Le gouvernement a donné le coup d’envoi de la campagne agricole 2026 dans le septentrion le 18 juin à Poli, dans la région du Nord. Au-delà du caractère symbolique de cette cérémonie, les autorités ont voulu mobiliser les producteurs pour accroître les rendements dans une zone confrontée à une forte pression alimentaire, alimentée par les crises sécuritaires et les aléas climatiques.
Le Cameroun a officiellement lancé la campagne agricole 2026 dans les régions de l’Adamaoua, du Nord et de l’Extrême-Nord, où les enjeux agricoles dépassent largement la seule production. Le ministre de l’Agriculture et du Développement rural, Gabriel Mbairobe, a présidé la cérémonie le 18 juin à Poli, dans le département du Faro, une localité choisie pour marquer le démarrage des activités agricoles dans cette partie du pays.
Alors que la campagne agricole avait déjà été lancée en mars dans les sept régions méridionales, le septentrion concentre une attention particulière des pouvoirs publics en raison de sa vulnérabilité persistante sur le plan alimentaire.
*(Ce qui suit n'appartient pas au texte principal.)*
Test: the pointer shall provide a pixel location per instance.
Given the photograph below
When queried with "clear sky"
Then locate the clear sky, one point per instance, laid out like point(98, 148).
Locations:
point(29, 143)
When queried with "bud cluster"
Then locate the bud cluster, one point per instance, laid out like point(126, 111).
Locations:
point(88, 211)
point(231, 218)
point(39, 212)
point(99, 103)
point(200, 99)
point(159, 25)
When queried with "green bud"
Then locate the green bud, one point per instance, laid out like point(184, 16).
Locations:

Le Nord, l’Adamaoua et surtout l’Extrême-Nord figurent parmi les territoires les plus exposés à l’insécurité alimentaire au Cameroun. Cette situation résulte de plusieurs facteurs qui se cumulent : les effets des changements climatiques sur les productions agricoles, la faible disponibilité de certaines denrées de base, mais aussi l’afflux continu de réfugiés ayant fui les violences de Boko Haram au Nigeria ainsi que les conflits armés en République centrafricaine et dans certaines zones frontalières du Tchad.
Cette pression démographique supplémentaire accroît les besoins alimentaires dans une zone où les capacités de production restent fragiles.
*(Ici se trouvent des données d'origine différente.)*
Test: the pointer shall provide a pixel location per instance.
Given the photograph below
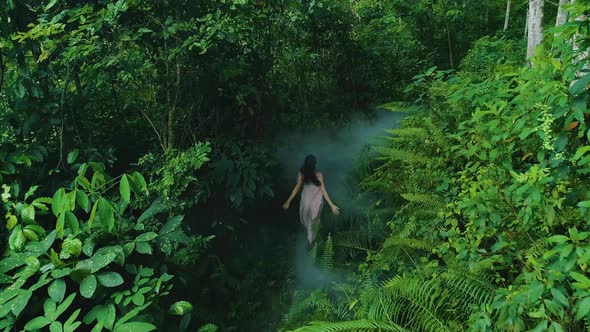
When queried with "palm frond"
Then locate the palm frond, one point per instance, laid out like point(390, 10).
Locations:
point(352, 326)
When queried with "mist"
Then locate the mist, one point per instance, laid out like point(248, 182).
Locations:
point(337, 151)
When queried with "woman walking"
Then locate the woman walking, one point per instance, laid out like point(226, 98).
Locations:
point(312, 197)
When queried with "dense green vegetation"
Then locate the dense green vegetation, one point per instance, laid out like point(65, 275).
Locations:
point(141, 188)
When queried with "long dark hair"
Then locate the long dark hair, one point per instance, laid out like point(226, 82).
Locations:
point(308, 170)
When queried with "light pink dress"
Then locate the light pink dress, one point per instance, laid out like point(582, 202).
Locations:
point(310, 209)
Les céréales au cœur des priorités
Dans ce contexte, la campagne agricole 2026 devrait mettre l’accent sur l’augmentation des productions vivrières, notamment les céréales, qui constituent l’alimentation de base des populations du septentrion.
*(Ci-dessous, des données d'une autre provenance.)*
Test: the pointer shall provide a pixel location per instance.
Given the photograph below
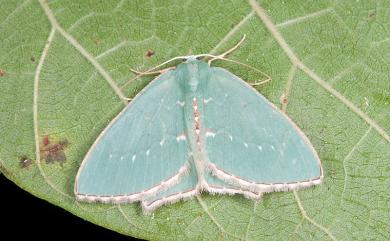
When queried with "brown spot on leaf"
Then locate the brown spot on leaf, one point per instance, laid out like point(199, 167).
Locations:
point(24, 162)
point(53, 151)
point(149, 53)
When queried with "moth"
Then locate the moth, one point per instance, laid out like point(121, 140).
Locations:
point(193, 129)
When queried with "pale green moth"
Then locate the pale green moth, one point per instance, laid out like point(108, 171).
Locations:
point(192, 129)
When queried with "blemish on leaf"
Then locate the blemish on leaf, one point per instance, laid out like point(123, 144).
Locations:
point(149, 53)
point(371, 14)
point(24, 162)
point(53, 151)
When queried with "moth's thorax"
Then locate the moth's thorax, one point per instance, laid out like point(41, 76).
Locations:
point(193, 75)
L’objectif est de renforcer l’offre locale afin de réduire les déficits alimentaires récurrents et d’améliorer la résilience des exploitations agricoles face aux chocs climatiques et sécuritaires.
Les autorités espèrent ainsi stimuler les emblavures et améliorer les rendements des principales cultures afin de répondre à une demande en constante progression.

La gravité de la situation alimentaire dans le septentrion est également relevée par les organisations humanitaires. Le Programme alimentaire mondial (PAM) a récemment réorienté une partie de ses moyens vers l’Extrême-Nord, identifié comme le principal foyer d’insécurité alimentaire du pays.
Selon son représentant au Cameroun, Gianluca Ferreira, cette décision s’appuie sur les résultats des enquêtes de sécurité alimentaire, qui montrent que les populations les plus vulnérables vivent désormais majoritairement dans cette région, malgré les besoins qui persistent dans le Nord-Ouest et le Sud-Ouest.
Ce repositionnement illustre l’importance stratégique du bassin agricole septentrional, dont les performances seront déterminantes pour renforcer la sécurité alimentaire nationale et soutenir les moyens de subsistance de millions de ménages ruraux.